Software suites like SAMtools (or should that be [SAMsam]tools?) offer a powerful way to slice and dice files in the SAM, BAM, and CRAM file formats. But sometimes other approaches work just as well.
If you have aligned paired RNA-Seq read data to a genome or transcriptome using TopHat you may be interested in filtering the resulting SAM/BAM file to keep reads that are:
- a) uniquely aligned (only match one place in target sequence)
- b) mapped as concordant read pairs (both pairs map to same sequence in correct orientation with suitable distance between them)
TopHat has a --no-discordant
command-line option which only report read alignments if both reads in a pair can be mapped, but the name of option is somewhat misleading, as you still end up with discordantly mapped read pairs in the final output (always good to check what difference a command-line option actually makes to your output!.
So if you have a TopHat SAM file, and you wanted to filter it to only keep uniqueley mapped, concordant read pairs, you could use two of the options that the samtools view
command provides:
-q 50
— This filters on the MAPQ field (5th column of SAM file). TopHat uses a value of 50 in this field to denote unique mappings (this important piece of information is not in the TopHat manual).
-f 0x2
— This option filters on the bitwise FLAG score (column 2 of SAM file), and will extract only those mappings where the 2nd bit is set. From the SAM documentation, this is described as each segment properly aligned according to the aligner. In practice this means looking for values that are either 83, 89, 147, or 163 (see this helpful Biobeat blog post for more information about this).

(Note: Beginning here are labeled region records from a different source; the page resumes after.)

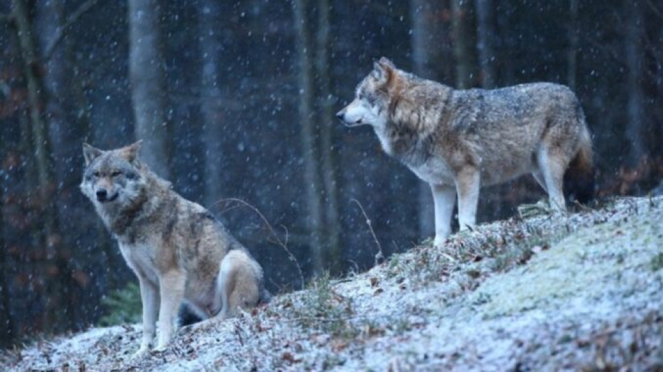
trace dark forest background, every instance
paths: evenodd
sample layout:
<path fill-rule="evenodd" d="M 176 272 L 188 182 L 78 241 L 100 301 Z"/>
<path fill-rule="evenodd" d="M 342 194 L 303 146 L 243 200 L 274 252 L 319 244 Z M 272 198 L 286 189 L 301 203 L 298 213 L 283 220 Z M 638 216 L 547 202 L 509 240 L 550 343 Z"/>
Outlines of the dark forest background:
<path fill-rule="evenodd" d="M 0 344 L 81 329 L 135 281 L 78 190 L 87 141 L 143 159 L 225 223 L 273 291 L 432 235 L 427 186 L 333 113 L 372 62 L 457 88 L 568 85 L 594 134 L 598 193 L 663 176 L 663 3 L 653 0 L 2 0 Z M 544 197 L 482 194 L 481 221 Z"/>

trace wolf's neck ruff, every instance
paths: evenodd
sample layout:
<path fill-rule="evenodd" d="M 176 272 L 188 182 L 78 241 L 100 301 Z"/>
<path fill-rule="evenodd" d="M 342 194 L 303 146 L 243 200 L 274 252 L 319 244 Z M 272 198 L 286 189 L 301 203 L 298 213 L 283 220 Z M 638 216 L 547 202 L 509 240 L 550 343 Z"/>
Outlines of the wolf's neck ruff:
<path fill-rule="evenodd" d="M 433 144 L 438 137 L 445 135 L 451 116 L 453 90 L 419 78 L 407 85 L 399 82 L 398 86 L 391 93 L 387 125 L 374 128 L 387 154 L 416 166 L 430 159 Z M 433 99 L 423 99 L 420 91 L 431 89 L 436 93 Z"/>

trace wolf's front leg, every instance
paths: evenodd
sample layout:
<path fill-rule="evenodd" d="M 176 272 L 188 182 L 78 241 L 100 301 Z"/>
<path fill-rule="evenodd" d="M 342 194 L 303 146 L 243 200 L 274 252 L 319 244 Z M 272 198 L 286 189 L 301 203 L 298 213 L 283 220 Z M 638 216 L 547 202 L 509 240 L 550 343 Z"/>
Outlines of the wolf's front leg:
<path fill-rule="evenodd" d="M 163 351 L 168 347 L 175 327 L 179 305 L 184 297 L 186 275 L 172 270 L 159 278 L 161 306 L 159 309 L 159 336 L 155 351 Z"/>
<path fill-rule="evenodd" d="M 451 233 L 451 214 L 456 204 L 456 190 L 447 185 L 431 185 L 435 202 L 435 240 L 433 246 L 442 246 Z"/>
<path fill-rule="evenodd" d="M 458 223 L 460 230 L 476 224 L 477 205 L 479 202 L 479 170 L 467 167 L 456 175 L 456 187 L 458 193 Z"/>
<path fill-rule="evenodd" d="M 147 353 L 154 340 L 155 325 L 159 314 L 159 292 L 156 286 L 146 279 L 139 277 L 140 299 L 143 305 L 143 338 L 138 351 L 132 358 L 140 358 Z"/>

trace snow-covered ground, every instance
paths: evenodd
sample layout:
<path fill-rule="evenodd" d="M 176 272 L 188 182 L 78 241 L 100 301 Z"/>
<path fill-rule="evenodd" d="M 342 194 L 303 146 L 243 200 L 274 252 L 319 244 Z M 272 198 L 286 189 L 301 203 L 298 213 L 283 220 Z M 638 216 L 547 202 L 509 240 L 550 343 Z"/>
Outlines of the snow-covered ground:
<path fill-rule="evenodd" d="M 126 325 L 36 343 L 0 369 L 660 371 L 662 310 L 663 198 L 621 198 L 321 278 L 239 318 L 181 329 L 139 360 L 129 359 L 139 327 Z"/>

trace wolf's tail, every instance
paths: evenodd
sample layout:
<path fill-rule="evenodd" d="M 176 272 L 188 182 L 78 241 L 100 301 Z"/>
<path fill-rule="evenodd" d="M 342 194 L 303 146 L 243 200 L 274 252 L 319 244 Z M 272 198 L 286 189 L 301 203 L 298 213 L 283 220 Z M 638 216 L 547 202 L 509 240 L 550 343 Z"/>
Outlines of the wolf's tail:
<path fill-rule="evenodd" d="M 583 129 L 579 147 L 564 174 L 564 189 L 568 194 L 568 200 L 586 204 L 594 196 L 594 152 L 592 150 L 592 136 L 584 118 L 581 122 Z"/>

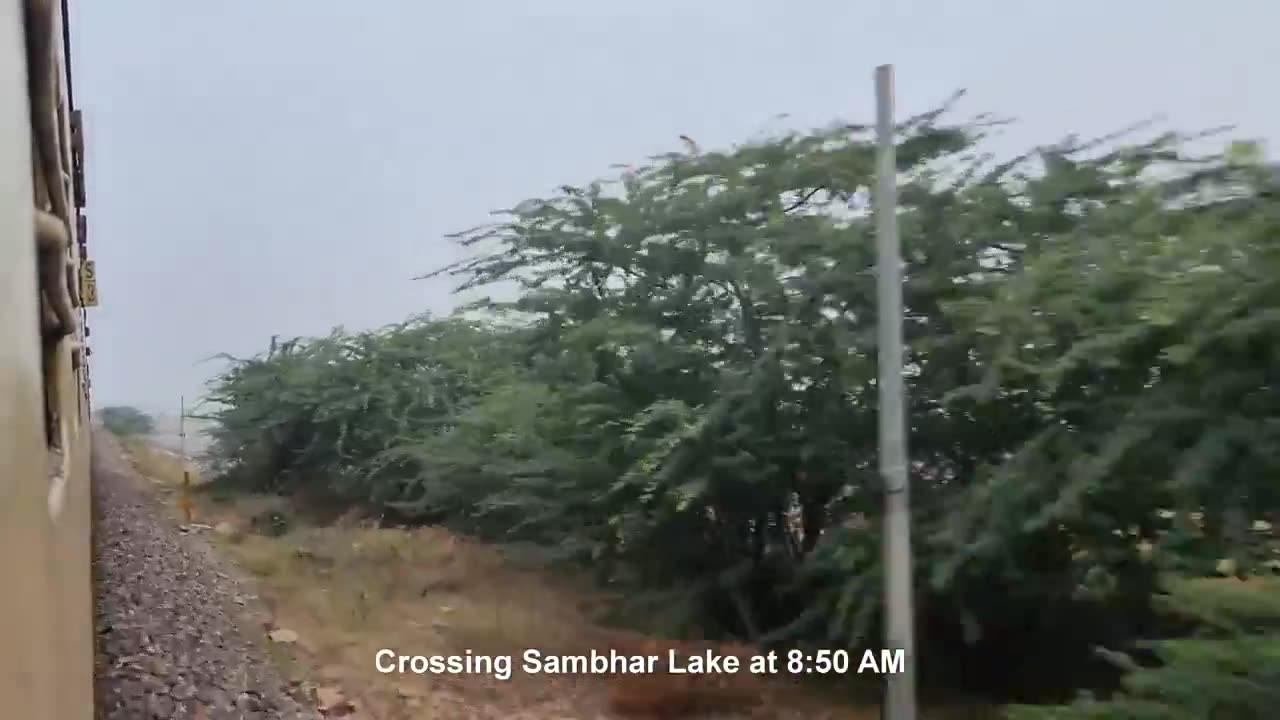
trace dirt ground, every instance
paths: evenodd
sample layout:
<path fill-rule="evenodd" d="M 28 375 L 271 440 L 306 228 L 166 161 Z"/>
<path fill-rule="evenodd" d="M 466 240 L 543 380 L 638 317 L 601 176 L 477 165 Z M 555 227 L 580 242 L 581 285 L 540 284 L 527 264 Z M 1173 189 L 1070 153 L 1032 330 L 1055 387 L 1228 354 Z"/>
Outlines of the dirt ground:
<path fill-rule="evenodd" d="M 593 621 L 599 598 L 572 578 L 513 566 L 494 548 L 445 530 L 376 528 L 358 519 L 307 527 L 279 498 L 219 500 L 198 492 L 198 477 L 197 491 L 184 493 L 182 464 L 170 452 L 133 445 L 129 455 L 172 516 L 251 578 L 252 594 L 261 601 L 255 623 L 273 638 L 269 651 L 276 665 L 329 716 L 596 720 L 620 717 L 618 708 L 648 717 L 691 716 L 699 710 L 707 711 L 696 712 L 703 717 L 879 716 L 874 706 L 820 700 L 785 673 L 698 680 L 663 673 L 530 674 L 522 667 L 529 650 L 545 657 L 609 648 L 648 653 L 658 646 Z M 184 509 L 183 497 L 189 497 L 189 507 Z M 253 527 L 255 518 L 273 511 L 291 518 L 278 537 Z M 375 660 L 384 650 L 411 656 L 509 656 L 511 676 L 486 669 L 381 673 Z M 736 652 L 746 657 L 749 648 Z M 925 715 L 992 716 L 978 708 Z"/>

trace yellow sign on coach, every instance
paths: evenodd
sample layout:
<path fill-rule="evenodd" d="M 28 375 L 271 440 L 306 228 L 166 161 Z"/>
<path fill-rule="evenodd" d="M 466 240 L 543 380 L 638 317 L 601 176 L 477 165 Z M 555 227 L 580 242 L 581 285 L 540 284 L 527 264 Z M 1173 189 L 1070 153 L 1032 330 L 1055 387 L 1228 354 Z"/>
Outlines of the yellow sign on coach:
<path fill-rule="evenodd" d="M 97 307 L 97 272 L 92 260 L 81 263 L 81 304 L 84 307 Z"/>

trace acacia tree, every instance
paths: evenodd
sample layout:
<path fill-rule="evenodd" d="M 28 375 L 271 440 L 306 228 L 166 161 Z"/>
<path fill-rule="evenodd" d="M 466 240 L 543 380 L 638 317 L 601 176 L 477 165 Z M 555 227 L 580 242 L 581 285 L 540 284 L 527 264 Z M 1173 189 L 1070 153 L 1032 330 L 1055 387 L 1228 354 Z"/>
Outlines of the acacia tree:
<path fill-rule="evenodd" d="M 923 657 L 1052 644 L 1080 676 L 1153 626 L 1160 570 L 1274 506 L 1276 204 L 1178 136 L 996 164 L 986 119 L 943 118 L 897 150 Z M 673 624 L 856 644 L 881 597 L 873 150 L 841 124 L 522 202 L 442 270 L 516 300 L 236 365 L 223 454 L 586 562 Z"/>
<path fill-rule="evenodd" d="M 102 427 L 119 437 L 145 436 L 155 429 L 151 415 L 129 405 L 104 407 L 99 416 L 102 419 Z"/>

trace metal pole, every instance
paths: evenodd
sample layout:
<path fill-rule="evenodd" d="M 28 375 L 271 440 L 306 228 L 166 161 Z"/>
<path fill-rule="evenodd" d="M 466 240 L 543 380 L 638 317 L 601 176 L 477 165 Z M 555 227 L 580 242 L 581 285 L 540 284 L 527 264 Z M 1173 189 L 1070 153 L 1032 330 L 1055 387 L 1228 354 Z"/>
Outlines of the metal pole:
<path fill-rule="evenodd" d="M 182 515 L 191 524 L 191 471 L 187 469 L 187 396 L 178 396 L 178 461 L 182 462 Z"/>
<path fill-rule="evenodd" d="M 879 470 L 884 479 L 884 644 L 901 650 L 902 673 L 887 678 L 884 717 L 915 720 L 911 515 L 902 384 L 902 259 L 897 238 L 893 65 L 876 68 L 876 275 L 879 310 Z"/>

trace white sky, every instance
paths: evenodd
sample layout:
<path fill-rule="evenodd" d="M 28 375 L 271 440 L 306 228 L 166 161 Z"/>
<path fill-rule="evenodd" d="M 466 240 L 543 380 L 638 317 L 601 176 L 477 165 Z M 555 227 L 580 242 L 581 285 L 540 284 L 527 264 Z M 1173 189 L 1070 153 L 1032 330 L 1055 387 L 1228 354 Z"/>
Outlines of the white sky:
<path fill-rule="evenodd" d="M 448 232 L 788 113 L 968 88 L 1012 152 L 1165 113 L 1275 138 L 1274 0 L 72 0 L 96 405 L 177 406 L 216 352 L 453 305 Z M 534 10 L 532 8 L 536 8 Z M 1274 145 L 1274 142 L 1271 143 Z"/>

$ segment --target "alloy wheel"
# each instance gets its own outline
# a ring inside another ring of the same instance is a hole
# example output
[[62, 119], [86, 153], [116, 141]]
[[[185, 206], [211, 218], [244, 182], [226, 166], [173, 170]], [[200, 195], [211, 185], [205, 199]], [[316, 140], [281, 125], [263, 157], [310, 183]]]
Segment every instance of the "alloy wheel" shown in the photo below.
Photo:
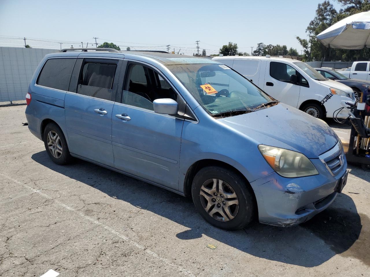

So if you have a SAM file, in essence you just need to filter that file based on matching certain numbers in two different columns. This is something that the Unix AWK tool excels at, and unlike SAMtools, AWK is installed on just about every Unix/Linux system by default. So do both tools give ou the same result? Only one way to find out:
The 'unfiltered.sam' file is the result of a TopHat run that used the --no-discordant
and --no-mixed
options. The SAM file contained 34,340,754 lines of mapping information:
time samtools view -q 50 -f 0x2 unfiltered.sam > filtered_by_samtools.sam
real 1m57.068s
user 1m18.705s
sys 0m13.712s
Using AWK
time awk '$5 == 50 && ($2 == 163 || $2 == 147 || $2 == 83 || $2 == 99) {print}' unfiltered.sam > filtered_by_awk.sam
real 1m31.734s
user 0m46.855s
sys 0m15.775s
Does it make a difference?
wc -l filtered_by_*.sam
31710476 filtered_by_awk.sam
31710476 filtered_by_samtools.sam
diff filtered_by_samtools.sam filtered_by_awk.sam
No difference in the final output files, with AWK running quite a bit quicker than SAMtools. In this situation, filtering throws away about 8% of the mapped reads.